С.БРОНИН - Определенных чудовищ и неизбежную реакцию. Я должен сказать, что мне кажется, что коммунизм стучится, ну в виду социализма, я не знаю, но вот эта идея, потому что она стучится в дверь. Не Зюганов стучится, который точно такой же, как весь этот истеблишмент, он ничем не отличается. Это просто разжалованные. А идея, потому что, из имеющейся идеологии, религия ,национализм, они лишены этой социальной составляющей. Они лишены идеи социальной справедливости, которая, между прочим, в России одна из самых сильных вот таких потребностей что ли.
С.БУНТМАН - К сожалению, очень часто в России любая идея и контридея радикализируется настолько, что она подминает под себя любого оппонента, ведь все-таки, очень часто российская дискуссия, переходящая в революцию, это война до победного конца. То есть, невозможна балансировка сосуществования левой и правой идеи как в виде поддерживающего равновесия. И политическое равновесия и социальное равновесие более-менее. Возьмем историю послевоенной Германии или историю Франции, практически всего 20-го века. Уравновешивающие идеи, в особенности 5-й республики. Которая была идея правая, составлена правая, а реализовалась полностью на 2 срока при власти социалистов, как ни странно, вот это очень интересно. У нас скорее разрывающее по полюсам движение.
С.БРОНИН - Верно, но это не только ментальность национальная. Мне кажется, что за этим стоит правящий бюрократический класс. Который все в свою пользу преломляет. И коммунизм он успел разжевать, пережевать и усвоить на свой лад и капитализм.

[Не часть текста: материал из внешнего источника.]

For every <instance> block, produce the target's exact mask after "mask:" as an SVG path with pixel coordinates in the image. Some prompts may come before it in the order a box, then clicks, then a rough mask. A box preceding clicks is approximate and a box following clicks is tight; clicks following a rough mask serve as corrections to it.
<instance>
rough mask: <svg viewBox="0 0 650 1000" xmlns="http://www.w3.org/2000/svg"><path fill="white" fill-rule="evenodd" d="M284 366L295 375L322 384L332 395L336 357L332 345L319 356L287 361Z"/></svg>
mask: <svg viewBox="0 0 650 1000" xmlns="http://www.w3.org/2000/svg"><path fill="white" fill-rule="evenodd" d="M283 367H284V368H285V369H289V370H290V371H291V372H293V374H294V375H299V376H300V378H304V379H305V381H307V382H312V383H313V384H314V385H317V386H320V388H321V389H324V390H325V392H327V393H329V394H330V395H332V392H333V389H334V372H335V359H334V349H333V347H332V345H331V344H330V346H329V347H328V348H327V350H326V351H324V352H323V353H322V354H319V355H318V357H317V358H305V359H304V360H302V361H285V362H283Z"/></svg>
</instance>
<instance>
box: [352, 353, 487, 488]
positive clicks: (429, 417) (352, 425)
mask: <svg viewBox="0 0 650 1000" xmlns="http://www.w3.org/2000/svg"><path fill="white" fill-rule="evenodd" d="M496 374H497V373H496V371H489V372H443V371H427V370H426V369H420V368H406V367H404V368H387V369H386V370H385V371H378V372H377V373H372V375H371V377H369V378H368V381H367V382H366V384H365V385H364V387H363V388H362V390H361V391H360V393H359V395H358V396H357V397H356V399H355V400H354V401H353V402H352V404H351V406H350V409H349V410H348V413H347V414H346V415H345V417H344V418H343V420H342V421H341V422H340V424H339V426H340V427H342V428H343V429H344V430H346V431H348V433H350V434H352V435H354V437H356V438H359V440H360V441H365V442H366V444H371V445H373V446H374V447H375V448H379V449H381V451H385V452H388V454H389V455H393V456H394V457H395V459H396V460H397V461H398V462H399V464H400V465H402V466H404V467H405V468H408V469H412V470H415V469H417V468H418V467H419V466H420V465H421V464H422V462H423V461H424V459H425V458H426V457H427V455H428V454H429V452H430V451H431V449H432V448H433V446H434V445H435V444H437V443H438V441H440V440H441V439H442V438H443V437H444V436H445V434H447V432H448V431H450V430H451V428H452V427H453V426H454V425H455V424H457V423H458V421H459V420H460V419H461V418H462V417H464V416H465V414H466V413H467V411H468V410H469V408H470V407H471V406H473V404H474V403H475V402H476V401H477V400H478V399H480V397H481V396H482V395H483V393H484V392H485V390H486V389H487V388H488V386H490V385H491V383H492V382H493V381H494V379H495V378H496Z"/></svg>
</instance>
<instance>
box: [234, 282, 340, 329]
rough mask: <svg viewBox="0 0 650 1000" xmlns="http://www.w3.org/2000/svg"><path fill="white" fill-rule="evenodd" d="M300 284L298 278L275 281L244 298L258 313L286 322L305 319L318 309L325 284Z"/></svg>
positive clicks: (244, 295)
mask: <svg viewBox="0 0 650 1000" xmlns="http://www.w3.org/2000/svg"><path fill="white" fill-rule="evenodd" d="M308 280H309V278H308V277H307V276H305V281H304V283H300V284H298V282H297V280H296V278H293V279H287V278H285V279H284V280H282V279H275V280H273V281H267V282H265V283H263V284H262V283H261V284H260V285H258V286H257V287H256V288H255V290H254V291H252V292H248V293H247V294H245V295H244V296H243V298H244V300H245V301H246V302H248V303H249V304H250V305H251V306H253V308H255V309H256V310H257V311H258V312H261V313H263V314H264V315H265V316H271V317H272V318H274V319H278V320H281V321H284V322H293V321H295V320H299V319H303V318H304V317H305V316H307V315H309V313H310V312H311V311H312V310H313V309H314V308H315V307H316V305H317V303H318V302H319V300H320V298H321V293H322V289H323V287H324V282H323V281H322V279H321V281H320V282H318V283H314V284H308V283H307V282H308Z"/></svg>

С.БУНТМАН - Вы знаете, единственное, что нам остается, это поставить вот такое отточие и я адресую наших слушателей, как и себя самого, к книге Самуила Бронина 'История моей матери'. Здесь очень много просто. Сейчас, сейчас, сейчас. 'Как великолепно выразился и определился ваш собеседник, это не грабли в бытовом выражении и не борона, другой вираж'. Может быть, действительно. 'Я прочитал статью, что Гитлер был наркоманом'. Не читайте газет ни перед обедом, ни после обеда, где такого рода пишут такие глупости. Так вот, у меня единственный вопрос, где можно купить вашу книгу, потому что меня это несколько человек спрашивали на пейджер.
С.БРОНИН - Это не очень удобно, но, они продаются в основных магазинах - 'Дом книги'.
С.БУНТМАН - То есть, в основных магазинах она должна быть. Хорошо. Это совершенно удобно, неудобно, когда нигде не продается и купить нельзя, вот это неудобно. Так неудобно жить. Спасибо большое, это была программа 'Не так'. Я благодарю Самуила Яковлевича Бронина, спасибо большое.